En parallèle, sur le court et moyen ternie, la DSIN veille à ce que les exploitants nucléaires poursuivent, là où cela est nécessaire sur le plan de la sûreté, leur programme de modernisation ou de remplacement des installations actuelles d'entreposage et de traitement de déchets et d'effluents devenues trop anciennes. Pour éviter des travaux ultérieurs, les installations en cours d'étude ou de réalisation doivent être correctement dimensionnées tant sur le plan de la durée de vie que sur le plan des capacités, pour tenir compte des quantités de déchets et d'effluents à venir, mais aussi, dans une certaine mesure. des quantités déjà produites. A cet égard, il est de la responsabilité des exploitants nucléaires de conduire aussi promptement que possible les opérations de reprise de déchets anciens présents sur leurs sites, afin de les reconditionner et de les entreposer sous une forme plus compatible avec les règles de sûreté actuelles. dans des colis de plus grande durabilité et aux capacités de confinement et de rétention meilleures.

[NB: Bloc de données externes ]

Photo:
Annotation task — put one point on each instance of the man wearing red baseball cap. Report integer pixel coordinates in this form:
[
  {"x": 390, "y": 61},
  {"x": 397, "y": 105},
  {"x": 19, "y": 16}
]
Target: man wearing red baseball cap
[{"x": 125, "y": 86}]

Il convient également que les industriels du nucléaire poursuivent les efforts déjà entrepris pour minimiser à l'origine les quantités de déchets et d'effluents produites ainsi que leur nocivité. En complément, quand cela est possible, le traitement des déchets et le recyclage des matériaux doivent être développés pour concourir au même objectif de minimisation de la quantité et de la nocivité des déchets. Sur ce plan, afin d'être en mesure d'évaluer les progrès réalisés, la DSIN s'attache à ce que les exploitants développent des " études déchets " pour chacun de leurs sites et organisent un suivi régulier des paramètres représentatifs de la gestion de leurs déchets.

De telles approches permettront également de s'assurer que l'interdépendance entre les diverses étapes de la gestion des déchets est bien prise en compte et qu'un juste équilibre est recherché par les exploitants entre concentration de la radioactivité sous forme de déchets solides et dilution de la radioactivité résiduelle lors du rejet des effluents liquides et gazeux traités et, le cas échéant, lors de la libération contrôlée de déchets solides de très faible radioactivité.